その時だった。慌てた様子でリーネが駆けやってきた。
「た、大変ですペリーヌさん!」
「どうしましたの?」
尋常ではない様子のリーネに、ペリーヌは不安を覚えながらも問いかけた。
「ガ、ガリア南部で王党派と旧ヴィシー政権軍が蜂起したんです!!」
その報告にペリーヌは体の力が抜け、思わずその場に崩れ落ちそうになった。だがすんでの所でルーデルの体に寄りかかり、辛うじて体勢を整える事に成功した。
「き、規模と指揮官は?」
「規模は四十万ほどで、指揮官はウェイガン将軍です」
「ウェイガン将軍と言いますと、ヴィシー政権下では国防相を務めた方ですわね?」
「そうです。そのウェイガン将軍です」
ヴィシー政権では国防相としてネウロイのガリア南部侵攻を食い止めた立役者の一人であり、ネウロイとの戦争の前に起きた怪異との戦争でも名参謀として名を馳せた人物だった。
「王党派の指揮官は誰ですか?」
旧ヴィシー政権の指揮官が油断ならない人物である事は分かったが、問題は王党派だった。彼らは軍事力こそ小さいが、油断ならない人物達である事はパリでの一件でペリーヌはよく理解していた。
「それが分からなかったんです」
「分からないと言いますと、どういう事ですか?」
「王党派も協力しているのは相手も喧伝してるみたいなんですけど、肝心の王党派の指導者が出てこないんです」
王党派の指導者が出てこないとなれば、この反乱に王党派全体か協力しているのか、それともごく一部が協力しているのかの判断が難しい。そもそも、仮に王党派指導部が全面的に協力していたとしても、これでは末端の人間が本当に協力していいのか判断がつかないのではないかとペリーヌは思った。

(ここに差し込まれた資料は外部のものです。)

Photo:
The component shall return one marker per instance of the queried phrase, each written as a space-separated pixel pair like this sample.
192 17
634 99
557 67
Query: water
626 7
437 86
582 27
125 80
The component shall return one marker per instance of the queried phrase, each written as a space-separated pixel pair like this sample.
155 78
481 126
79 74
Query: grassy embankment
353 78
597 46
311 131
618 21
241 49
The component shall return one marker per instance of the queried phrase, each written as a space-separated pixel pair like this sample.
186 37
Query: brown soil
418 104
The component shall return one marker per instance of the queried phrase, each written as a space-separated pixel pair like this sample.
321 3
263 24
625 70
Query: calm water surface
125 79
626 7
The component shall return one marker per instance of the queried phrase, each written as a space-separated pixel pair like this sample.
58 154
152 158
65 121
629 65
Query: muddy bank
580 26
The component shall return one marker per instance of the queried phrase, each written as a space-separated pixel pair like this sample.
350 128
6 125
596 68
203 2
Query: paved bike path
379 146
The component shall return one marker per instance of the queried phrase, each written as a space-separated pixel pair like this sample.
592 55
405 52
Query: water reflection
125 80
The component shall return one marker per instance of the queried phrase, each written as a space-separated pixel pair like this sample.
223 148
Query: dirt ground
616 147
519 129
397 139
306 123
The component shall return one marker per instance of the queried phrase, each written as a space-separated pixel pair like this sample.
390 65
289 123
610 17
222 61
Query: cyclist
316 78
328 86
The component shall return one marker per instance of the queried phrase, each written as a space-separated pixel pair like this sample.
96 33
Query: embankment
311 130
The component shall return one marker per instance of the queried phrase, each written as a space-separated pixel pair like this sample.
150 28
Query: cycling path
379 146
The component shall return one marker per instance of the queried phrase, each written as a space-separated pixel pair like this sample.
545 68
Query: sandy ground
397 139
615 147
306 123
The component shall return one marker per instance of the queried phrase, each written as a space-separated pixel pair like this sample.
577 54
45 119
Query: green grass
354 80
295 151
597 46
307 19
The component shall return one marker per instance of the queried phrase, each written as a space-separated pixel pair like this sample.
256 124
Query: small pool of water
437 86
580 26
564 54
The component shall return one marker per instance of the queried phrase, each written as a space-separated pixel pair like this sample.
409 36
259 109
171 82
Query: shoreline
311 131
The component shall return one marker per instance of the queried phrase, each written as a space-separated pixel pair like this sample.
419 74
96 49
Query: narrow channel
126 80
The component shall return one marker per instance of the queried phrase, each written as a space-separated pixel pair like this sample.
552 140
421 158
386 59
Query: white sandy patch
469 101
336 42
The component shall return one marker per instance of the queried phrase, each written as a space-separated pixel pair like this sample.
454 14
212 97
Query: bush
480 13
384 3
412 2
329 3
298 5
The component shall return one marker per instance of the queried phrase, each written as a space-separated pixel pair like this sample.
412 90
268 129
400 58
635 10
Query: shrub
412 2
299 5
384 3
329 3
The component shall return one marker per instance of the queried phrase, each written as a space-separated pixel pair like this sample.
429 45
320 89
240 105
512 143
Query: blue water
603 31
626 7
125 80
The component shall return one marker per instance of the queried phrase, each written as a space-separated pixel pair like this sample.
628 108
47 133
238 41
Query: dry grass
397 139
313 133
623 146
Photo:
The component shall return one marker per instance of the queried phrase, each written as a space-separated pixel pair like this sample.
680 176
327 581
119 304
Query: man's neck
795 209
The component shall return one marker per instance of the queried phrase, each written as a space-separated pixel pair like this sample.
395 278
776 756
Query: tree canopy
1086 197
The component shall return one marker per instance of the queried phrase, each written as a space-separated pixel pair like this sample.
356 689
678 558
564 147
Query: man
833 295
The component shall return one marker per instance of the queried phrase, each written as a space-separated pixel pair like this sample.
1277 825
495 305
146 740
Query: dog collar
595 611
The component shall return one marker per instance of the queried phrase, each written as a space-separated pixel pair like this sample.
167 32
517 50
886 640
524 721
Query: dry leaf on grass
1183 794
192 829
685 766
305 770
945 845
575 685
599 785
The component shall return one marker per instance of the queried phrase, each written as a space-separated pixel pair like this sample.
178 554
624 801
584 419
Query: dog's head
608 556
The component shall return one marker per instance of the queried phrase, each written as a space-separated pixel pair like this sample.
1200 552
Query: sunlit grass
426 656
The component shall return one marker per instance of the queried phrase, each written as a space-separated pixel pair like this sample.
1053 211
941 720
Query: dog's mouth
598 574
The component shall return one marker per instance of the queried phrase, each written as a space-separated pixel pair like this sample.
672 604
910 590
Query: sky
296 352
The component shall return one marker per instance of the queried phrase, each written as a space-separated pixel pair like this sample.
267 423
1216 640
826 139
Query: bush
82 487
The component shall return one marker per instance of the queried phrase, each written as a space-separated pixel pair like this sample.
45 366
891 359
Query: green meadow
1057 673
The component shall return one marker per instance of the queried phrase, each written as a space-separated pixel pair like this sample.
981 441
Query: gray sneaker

「では王党派が協力していない可能性もあるという事ですわね」
そう言いながら、内心でペリーヌはこの考えを否定していた。パリで出会った教授の様子からして今回の反乱に加担しないはずがないと、ペリーヌは確信していた。
「協力はしていると思います。と言うより、指揮官であるウェイガン将軍自身が王党派であると宣言して、王党派の蜂起を呼びかけているんです」
ウェイガンはガリア人となっているが、元はベルギカの出身であった。ベルギガには王族がいら為、ベルギガ出身のウェイガンが王党派になる事は違和感がないように思えたが、ペリーヌは別の見解を持っていた。
「スケープゴートですか……」
「どう言う事ですか?」
疑問符を浮かべるリーネに答えたのはルーデルだった。
「なるほど。王党派の指導部は姿を見せず、もしも今回の蜂起が失敗したとしても被害を最小限に済ませるようにしたわけか」
「そう言う事ですわ。これまで全く表舞台に姿を表さなかった人間が、今回のような重要なタイミングでも姿を現さない理由などそれしかありませんわ」
政府側が勝ったとしても、王党派と言う内憂は残り続ける事になる。その事実がペリーヌには歯痒く思えた。
「警戒して損をしたなクロステルマン。教授とやらは存外大した事のない奴だった」
ペリーヌと違い、ルーデルは教授の事を貶した。
「油断なく未来に可能性を紡いだのですわよ。油断ならない相手ですわ」
「自分でこの先王党派に未来はないと言っていたのに、ともすれば最後かもしれない絶好の好奇に全てを賭けられない人間が警戒に値すると思うのか?」
「全てを賭けて負けては元も子もありませんわよ」
ペリーヌの言葉をルーデルは鼻で笑った。
「考えてもみろ。私達は戦時中、何度も自分の全てを賭け勝ってきたからこそ今がある。仮に安全や自分の未来なんてものを欠片でも考えていれば今ここに私は勿論、クロステルマンもビショップもいないだろうな」
「……そう言えば、昔のペリーヌさんはガリアを取り戻す為にガムシャラに頑張っていました。多分、あの頃は未来なんて考えてなかったんじゃないかな……」
リーネの指摘に、ペリーヌはハッとした。言われてみれば、昔の自分はひたすらにガリア奪還の為、ガリア奪還後はガリアの未来の為に自身の未来など考えずに私財を投げ打ってきた。
自身の全てを掛けられない人間にを全く警戒しないのは無理だが、それでも今の自分が教授を警戒しすぎているのではないかと思った。
「そうですわね。この際、一度教授の事は忘れて旧ヴィシー政権軍に対する対策を考えるとしましょう」
家庭的な固有魔法とかないんですかね。というか、かつてのウィッチが様々な魔法を使えて、現在のウィッチにはそれが固有魔法として残った。それはいいんですけどあまりにも戦闘に偏りすぎでは? やっぱり自分で気がついてないだけで固有魔法を持ってるとか、複数の固有魔法を持ってるとかあり得そうな気がします。